- Education: Garhwal University
- Occupations: Professor and scientist at the Wildlife Institute of India, Dehradun

= Ruchi Badola =

Social Research Scientist

Ruchi Badola is an Indian-born professor and scientist at the Wildlife Institute of India, Dehradun in the Department of Eco-development Planning and Participatory Management. She has conducted research in the field of community based conservation; sustainable biodiversity; Sustainable tourism, and ecosystem services.

== Education ==

She obtained her master’s from Garhwal University and joined the Wildlife Institute of India in 1988 as a research scholar and pursued her PhD on Economic Assessment of People Forest Interactions in the Elephant Forest Corridor Linking the Rajaji and Corbett National Park.

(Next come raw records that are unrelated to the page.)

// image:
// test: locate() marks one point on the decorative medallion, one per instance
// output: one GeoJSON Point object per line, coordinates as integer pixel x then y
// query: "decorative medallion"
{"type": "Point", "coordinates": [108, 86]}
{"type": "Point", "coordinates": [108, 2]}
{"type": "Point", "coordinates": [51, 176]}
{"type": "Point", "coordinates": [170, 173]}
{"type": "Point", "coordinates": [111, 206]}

== Contribution to research ==

She leads the “Pravasi Ganga Prahari” programme which is a platform for citizens of Indian origin, and others residing across the globe to contribute towards Ganga Cleanliness and rejuvenation under National Mission for Clean Ganga vision. Other conservation programme, she has made critical contributions are "Biodiversity Conservation and Ganga Rejuvenation" project to aquatic life in the Ganga,; ENVIS Centre on Wildlife & Protected Areas; World Commission on Protected Areas and REDD+ in India.

She has published widely in peer reviewed journals and has authored chapters in seven books. Most recently, she was of the lead author in International Center for Integrated Mountain Development (ICIMOD) assessment report on Hindu Kush Himalayas, and has contributed chapter on "Sustaining Biodiversity and Ecosystem Services in the Hindu Kush Himalaya."